Until probably 1980, Nigerian standards were largely comparable to the average universal standard owing to the fact that there was still a relatively operative positive correlation between productivity and reward; between hard work and progress. And it is not a coincidence that the erosion of this development oriented culture corresponds to the destruction of federalism in Nigeria. The success of federalism in Nigeria was implied in the National development success undergirded by the spirit of the competitive modernisation of the first republic-among the four regions. This positive rivalry and peer pressure was mostly discernible in the relationship between the Eastern and Western regions.
Yes the Northern region was lagging behind but the regional leaders sought to grapple with this challenge rather than shy away from it. And it was in palpable subscription to the development ethic, that the region sought to create a space and pace for the attainment of comparable modernisation. Notwithstanding the educational disparity, the wish of the Northern region to remain part of Nigeria was predicated on two premises. The first was the shared willingness and disposition to continue and thrive in the tradition of the legacy of the western modernisation development model bequeathed by the British colonialists. The second premise was the preservation of a regional comfort zone and autonomous space to chart the pace of regional development undisturbed by extra regional interventions.
The other regions might have arrived at a similar memorandum of understanding through a different route but this was the formulation of Nigerian federalism that was given force and effect in the independence constitution. The success of these three regions was the success of Nigeria and events thereafter would prove the verity that within the context of Nigeria, development can neither be imposed nor decreed from the top. Correspondingly, the poster boy failure of the thirty six liability states equals the failure of Nigeria.

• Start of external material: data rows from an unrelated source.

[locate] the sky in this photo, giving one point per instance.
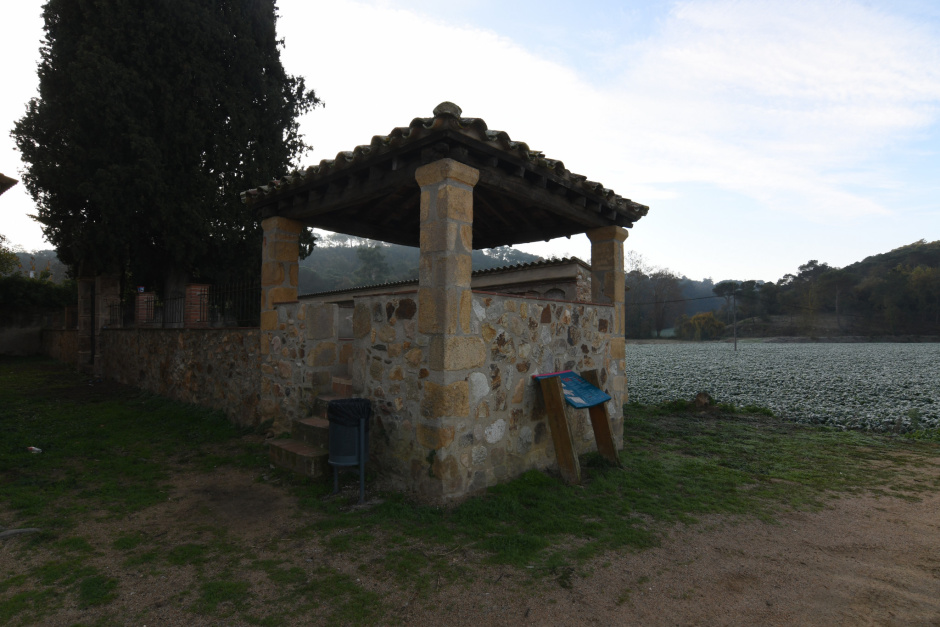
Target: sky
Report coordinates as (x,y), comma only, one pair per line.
(760,134)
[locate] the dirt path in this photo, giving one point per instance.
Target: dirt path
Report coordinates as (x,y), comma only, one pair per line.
(862,561)
(865,561)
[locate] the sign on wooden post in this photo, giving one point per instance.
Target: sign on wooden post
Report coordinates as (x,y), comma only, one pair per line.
(561,387)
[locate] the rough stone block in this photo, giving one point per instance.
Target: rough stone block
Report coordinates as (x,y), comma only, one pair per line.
(322,321)
(603,233)
(287,251)
(434,437)
(280,295)
(386,333)
(466,237)
(414,357)
(443,169)
(272,273)
(322,355)
(294,274)
(281,224)
(428,320)
(456,353)
(466,309)
(617,348)
(455,203)
(268,321)
(445,400)
(438,237)
(362,320)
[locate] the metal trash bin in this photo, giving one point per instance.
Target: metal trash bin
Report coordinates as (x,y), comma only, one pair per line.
(349,437)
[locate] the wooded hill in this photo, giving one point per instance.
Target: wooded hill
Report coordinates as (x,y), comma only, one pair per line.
(893,293)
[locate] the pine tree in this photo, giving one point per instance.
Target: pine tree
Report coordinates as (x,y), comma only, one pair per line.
(151,118)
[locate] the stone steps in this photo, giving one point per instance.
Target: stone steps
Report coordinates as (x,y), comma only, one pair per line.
(307,451)
(299,457)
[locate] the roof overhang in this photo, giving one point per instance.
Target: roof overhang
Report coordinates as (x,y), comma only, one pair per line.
(6,183)
(371,191)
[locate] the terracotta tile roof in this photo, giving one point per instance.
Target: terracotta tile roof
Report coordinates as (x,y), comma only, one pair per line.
(448,121)
(544,263)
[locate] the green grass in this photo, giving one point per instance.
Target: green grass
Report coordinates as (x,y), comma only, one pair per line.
(109,453)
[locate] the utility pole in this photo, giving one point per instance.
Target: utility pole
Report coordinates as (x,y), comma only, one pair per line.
(734,313)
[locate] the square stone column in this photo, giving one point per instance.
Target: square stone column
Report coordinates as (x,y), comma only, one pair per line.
(607,287)
(280,254)
(86,334)
(445,304)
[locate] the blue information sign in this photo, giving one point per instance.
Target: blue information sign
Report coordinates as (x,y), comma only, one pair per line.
(578,392)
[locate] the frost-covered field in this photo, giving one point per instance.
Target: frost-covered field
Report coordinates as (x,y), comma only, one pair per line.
(861,386)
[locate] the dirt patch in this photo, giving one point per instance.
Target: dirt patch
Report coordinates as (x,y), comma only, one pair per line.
(862,560)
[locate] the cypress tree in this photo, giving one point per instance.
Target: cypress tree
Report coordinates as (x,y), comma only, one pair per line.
(151,118)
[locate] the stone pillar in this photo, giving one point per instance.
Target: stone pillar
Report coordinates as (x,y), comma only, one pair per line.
(86,297)
(607,287)
(280,252)
(143,308)
(279,266)
(445,303)
(607,276)
(107,294)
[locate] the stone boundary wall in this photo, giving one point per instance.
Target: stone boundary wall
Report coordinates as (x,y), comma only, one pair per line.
(506,433)
(215,368)
(61,345)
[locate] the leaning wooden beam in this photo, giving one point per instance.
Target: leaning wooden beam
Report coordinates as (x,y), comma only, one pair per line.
(561,434)
(600,421)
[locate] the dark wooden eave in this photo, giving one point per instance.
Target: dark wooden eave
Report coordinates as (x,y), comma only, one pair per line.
(6,183)
(371,192)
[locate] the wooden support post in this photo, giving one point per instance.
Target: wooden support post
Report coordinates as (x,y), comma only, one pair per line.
(561,434)
(600,421)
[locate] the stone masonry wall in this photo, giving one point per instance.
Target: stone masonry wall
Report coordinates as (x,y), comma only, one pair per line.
(216,368)
(506,433)
(60,344)
(299,356)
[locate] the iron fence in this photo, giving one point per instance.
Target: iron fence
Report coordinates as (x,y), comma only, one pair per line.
(218,306)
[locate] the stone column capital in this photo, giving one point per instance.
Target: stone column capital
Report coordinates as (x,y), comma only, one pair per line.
(444,169)
(607,233)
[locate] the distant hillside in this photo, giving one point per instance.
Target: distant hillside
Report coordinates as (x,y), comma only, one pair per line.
(892,293)
(343,261)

The first casualty of the destruction of federalism in Nigeria was the spirit of competitive modernisation rivalry among Nigerians. The post-civil war unitary ideology of equalisation/unity and stability unwittingly generated the restructuring of Nigeria into a structural abnormality in which socio economic development was no longer a priority focus in the creation of states; a restructuring that has fostered the transformation of Nigeria from a functional society founded on the work and productivity ethic into a dysfunctional polity undermined by the permeation and suffusion of the consumption culture syndrome-economic free fall and political instability fuelled by corruption and impunity.